会社法の定義から、税務・会計、登記、開示、独禁法、労務、知財、ITまで、合併形式の選び方を実務判断として整理します。
会社法の定義から、税務・会計、登記、開示、独禁法、労務、知財、ITまで、合併形式の選び方を実務判断として整理します。
既存会社の連続性を活かすか、新会社としての中立性を優先するかを最初に見極めます。
吸収合併と新設合併の使い分けは、会社法上の形式だけで決めるものではありません。実務上は、既存会社の信用、契約、許認可、金融機関関係、上場属性、税務・会計処理を連続的に扱える吸収合併が第一選択になりやすく、新会社として出発すること自体に強い価値がある場合に新設合併を検討します。
次の強調欄は、このページ全体の判断軸を一つにまとめたものです。

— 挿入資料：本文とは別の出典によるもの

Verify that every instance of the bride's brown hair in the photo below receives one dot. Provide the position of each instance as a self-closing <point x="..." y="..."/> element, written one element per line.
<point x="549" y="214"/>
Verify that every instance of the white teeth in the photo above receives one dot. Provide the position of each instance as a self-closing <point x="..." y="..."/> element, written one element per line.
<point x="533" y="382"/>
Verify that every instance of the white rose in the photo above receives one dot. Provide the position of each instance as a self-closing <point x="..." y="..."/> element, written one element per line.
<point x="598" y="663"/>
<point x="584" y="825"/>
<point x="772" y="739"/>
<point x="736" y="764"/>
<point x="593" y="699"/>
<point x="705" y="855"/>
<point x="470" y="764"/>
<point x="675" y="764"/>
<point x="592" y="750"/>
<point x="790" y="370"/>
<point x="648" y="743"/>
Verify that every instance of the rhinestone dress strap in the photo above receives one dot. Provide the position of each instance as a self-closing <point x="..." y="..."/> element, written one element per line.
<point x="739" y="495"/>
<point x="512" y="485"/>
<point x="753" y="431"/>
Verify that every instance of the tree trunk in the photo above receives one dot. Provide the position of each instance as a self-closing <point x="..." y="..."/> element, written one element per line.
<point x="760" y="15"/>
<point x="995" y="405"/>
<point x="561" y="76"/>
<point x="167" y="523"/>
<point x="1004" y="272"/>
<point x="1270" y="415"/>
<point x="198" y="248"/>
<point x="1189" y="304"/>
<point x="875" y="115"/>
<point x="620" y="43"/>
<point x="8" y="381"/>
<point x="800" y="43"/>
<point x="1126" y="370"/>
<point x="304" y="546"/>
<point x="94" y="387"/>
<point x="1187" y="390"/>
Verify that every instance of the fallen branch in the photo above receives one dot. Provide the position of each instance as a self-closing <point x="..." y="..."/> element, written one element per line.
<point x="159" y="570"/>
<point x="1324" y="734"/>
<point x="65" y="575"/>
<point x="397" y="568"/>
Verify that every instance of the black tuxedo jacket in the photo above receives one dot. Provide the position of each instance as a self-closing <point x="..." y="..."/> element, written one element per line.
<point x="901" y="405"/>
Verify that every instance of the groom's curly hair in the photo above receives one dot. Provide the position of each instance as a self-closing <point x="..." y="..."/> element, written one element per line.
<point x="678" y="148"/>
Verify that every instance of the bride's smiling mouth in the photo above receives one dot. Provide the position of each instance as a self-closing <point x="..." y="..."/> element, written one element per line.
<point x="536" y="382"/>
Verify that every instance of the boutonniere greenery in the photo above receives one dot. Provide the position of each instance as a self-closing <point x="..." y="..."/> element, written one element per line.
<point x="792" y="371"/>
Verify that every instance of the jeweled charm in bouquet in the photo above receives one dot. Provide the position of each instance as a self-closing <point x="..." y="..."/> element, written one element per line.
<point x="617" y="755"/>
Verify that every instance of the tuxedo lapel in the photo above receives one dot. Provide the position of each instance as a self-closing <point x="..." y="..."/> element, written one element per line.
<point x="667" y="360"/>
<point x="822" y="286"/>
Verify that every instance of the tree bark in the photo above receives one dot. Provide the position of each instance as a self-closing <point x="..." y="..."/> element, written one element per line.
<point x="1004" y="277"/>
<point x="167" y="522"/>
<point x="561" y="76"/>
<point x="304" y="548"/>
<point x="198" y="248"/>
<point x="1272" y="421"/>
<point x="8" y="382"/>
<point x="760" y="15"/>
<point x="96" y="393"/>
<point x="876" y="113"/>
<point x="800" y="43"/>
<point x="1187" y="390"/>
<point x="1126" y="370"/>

まず結論を押さえることで、後続の会社法手続、税務、会計、独禁法、労務、ITの論点を、単なる作業一覧ではなく経営判断の材料として読み取れます。
既存会社を残すことで許認可・契約・金融・開示・会計システムを安定させられるなら吸収合併が有利です。どの会社も存続会社にしたくない事情や、新ブランド・新ガバナンスの象徴が不可欠な場合には、新設合併の負担を具体的に試算します。
以下の3つの観点は、初期検討で必ず分けて確認したいポイントです。何を比べるのか、なぜ重要か、どこを読めばよいかを整理しておくと、社内説明や専門家への相談でも議論がぶれにくくなります。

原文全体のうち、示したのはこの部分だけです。